Pas plus tard qu’hier, 37 000 unités de pétards dangereux de différents modèles ont été saisis par les services des Douanes dans la wilaya de Sétif. Une quantité qui s’ajoute aux 62 millions de pétards et autres unités de produits pyrotechniques saisis durant les quatre derniers mois à travers le territoire national.
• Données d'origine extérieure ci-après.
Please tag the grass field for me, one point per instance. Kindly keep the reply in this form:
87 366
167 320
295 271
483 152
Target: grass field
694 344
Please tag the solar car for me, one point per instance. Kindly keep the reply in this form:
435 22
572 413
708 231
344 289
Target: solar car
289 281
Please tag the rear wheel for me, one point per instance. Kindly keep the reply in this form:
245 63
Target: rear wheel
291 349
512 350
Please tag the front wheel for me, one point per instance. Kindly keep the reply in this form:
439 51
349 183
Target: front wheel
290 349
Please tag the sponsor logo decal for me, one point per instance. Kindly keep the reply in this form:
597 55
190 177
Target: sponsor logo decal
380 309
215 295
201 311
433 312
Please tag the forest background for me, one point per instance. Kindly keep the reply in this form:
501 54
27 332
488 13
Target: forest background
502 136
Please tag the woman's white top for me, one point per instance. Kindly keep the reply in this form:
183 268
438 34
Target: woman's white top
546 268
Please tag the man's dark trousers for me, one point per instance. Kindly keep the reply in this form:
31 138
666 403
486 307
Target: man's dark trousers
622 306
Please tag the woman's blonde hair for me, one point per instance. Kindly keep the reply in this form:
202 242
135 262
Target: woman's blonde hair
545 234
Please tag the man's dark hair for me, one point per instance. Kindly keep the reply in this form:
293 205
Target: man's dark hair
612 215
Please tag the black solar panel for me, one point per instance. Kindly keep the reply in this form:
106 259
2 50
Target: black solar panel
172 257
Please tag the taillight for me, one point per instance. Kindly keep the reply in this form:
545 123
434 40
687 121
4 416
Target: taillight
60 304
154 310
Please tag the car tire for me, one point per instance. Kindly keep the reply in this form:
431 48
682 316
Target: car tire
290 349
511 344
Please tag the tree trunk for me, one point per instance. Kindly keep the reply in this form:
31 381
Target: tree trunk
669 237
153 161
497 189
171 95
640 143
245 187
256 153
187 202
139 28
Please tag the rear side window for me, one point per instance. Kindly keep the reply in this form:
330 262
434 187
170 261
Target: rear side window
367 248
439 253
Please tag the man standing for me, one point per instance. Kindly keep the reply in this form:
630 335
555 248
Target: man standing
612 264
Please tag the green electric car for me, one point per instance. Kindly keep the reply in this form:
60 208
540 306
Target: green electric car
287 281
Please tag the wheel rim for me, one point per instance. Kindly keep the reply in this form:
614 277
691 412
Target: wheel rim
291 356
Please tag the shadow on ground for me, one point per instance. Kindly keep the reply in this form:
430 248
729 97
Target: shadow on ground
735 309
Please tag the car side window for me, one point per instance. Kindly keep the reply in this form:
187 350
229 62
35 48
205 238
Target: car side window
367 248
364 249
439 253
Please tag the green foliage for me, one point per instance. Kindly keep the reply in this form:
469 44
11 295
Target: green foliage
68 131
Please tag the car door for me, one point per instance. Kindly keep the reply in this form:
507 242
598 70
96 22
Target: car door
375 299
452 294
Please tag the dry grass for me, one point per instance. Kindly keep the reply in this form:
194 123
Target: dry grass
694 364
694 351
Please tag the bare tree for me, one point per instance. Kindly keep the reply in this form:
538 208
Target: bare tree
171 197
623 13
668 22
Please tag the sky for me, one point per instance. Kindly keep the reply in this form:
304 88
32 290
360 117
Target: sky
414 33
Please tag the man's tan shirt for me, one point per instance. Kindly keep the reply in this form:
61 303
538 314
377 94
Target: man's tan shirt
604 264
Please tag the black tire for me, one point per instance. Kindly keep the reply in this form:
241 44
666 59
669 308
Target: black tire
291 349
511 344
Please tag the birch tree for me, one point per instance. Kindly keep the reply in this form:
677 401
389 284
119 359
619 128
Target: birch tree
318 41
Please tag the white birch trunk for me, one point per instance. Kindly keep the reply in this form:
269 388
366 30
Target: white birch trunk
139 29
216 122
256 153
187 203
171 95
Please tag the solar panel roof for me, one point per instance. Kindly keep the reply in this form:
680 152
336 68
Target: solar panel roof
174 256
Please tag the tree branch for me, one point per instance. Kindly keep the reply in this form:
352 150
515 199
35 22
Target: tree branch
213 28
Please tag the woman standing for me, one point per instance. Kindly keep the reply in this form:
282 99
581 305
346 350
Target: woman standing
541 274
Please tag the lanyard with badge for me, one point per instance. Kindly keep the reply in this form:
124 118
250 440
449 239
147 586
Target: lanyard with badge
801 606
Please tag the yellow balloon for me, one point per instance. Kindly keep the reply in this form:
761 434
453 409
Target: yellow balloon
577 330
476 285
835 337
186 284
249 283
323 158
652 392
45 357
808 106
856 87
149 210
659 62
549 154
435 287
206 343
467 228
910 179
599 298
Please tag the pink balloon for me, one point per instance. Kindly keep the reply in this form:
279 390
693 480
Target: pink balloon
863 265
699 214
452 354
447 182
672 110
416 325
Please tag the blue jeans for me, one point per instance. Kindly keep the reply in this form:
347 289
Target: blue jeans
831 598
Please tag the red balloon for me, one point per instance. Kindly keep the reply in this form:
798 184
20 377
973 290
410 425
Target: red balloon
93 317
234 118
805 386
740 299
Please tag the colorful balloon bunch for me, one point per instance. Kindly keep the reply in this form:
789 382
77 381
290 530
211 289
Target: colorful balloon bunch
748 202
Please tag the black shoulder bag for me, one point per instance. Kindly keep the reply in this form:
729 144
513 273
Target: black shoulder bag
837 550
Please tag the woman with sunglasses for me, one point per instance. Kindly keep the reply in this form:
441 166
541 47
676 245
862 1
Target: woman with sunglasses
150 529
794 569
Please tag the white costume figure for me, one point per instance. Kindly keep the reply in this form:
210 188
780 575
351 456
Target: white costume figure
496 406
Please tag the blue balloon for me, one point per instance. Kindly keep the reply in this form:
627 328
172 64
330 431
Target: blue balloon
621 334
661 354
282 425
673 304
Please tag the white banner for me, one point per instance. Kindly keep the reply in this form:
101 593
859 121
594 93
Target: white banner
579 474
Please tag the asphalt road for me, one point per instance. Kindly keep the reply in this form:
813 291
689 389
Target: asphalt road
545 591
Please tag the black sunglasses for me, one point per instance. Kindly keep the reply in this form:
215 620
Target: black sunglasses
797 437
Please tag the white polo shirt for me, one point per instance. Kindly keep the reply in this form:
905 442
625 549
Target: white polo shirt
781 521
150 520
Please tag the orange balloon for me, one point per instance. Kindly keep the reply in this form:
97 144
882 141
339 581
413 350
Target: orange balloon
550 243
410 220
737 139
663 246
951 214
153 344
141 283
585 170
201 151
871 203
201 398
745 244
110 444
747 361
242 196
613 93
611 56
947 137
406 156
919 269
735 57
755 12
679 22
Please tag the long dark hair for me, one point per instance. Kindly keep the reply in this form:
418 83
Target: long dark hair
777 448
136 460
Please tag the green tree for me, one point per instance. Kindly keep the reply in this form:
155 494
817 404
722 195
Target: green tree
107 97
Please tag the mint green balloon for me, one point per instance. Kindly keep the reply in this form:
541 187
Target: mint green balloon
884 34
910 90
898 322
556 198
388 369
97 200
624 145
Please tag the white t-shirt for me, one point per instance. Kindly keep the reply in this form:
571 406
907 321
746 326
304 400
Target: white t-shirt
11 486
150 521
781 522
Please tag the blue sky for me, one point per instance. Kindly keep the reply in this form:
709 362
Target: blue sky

Le Premier ministre, Ahmed Ouyahia, avait même indiqué que le montant des amendes imposées, dans le cadre de la lutte contre l’importation des produits pyrotechniques, durant l’année 2017, s’élevait à 294 millions de dinars, suite à la confiscation de près de 450 000 unités de ces produits prohibés. Il a affirmé que la lutte contre la vente de ces produits, qui menacent l’économie nationale et la santé publique, est l’«une des préoccupations majeures des pouvoirs publics», ajoutant, qu’en 2005, un cadre juridique a été défini dans ce domaine. A savoir l’ordonnance 06-05, relative à la lutte contre la contrebande, «en vertu de laquelle l’Etat s’engage à soutenir tous les moyens et les mécanismes de lutte contre la contrebande, sous toutes ses formes, notamment des produits sensibles tels que les produits pyrotechniques ».

« Mharek.com »
Chaque année, des millions d’unités de pétards sont saisis. Mais, à chaque fois que l’occasion se présente, ces produits nocifs inondent le marché informel. La rupture des stocks pour de nombreux produits pyrotechniques ne semble pas déranger les jeunes, puisqu’ils peuvent s’en procurer via un simple clic. En effet, après l’électroménager, les voitures et autres produits, c’est au tour des produits pyrotechniques d’envahir la Toile. Une méthode « ingénieuse » pour contourner plus ou moins l’interdiction de vente qu’essayent d’instaurer les autorités. Ainsi, certains petits malins du Net y ont trouvé le moyen idéal pour écouler leurs marchandises en toute sécurité. La majorité de ces vendeurs ont même ouvert des pages Facebook dédiées spécialement à leurs marchandises, avec des photos comme dans un magasin. On cite la page «vendeur de fumigènes», qui est très cotée chez les supporters de football, qui viennent y faire le plein à la veille de chaque week-end footballistique. Sur le net, les petits contrebandiers ne risquent pas de voir leurs marchandises saisies par la police, comme c’est le cas quand on les étale sur le trottoir. En plus, il faut dire qu’il n’y a aucun contrôle sur Internet.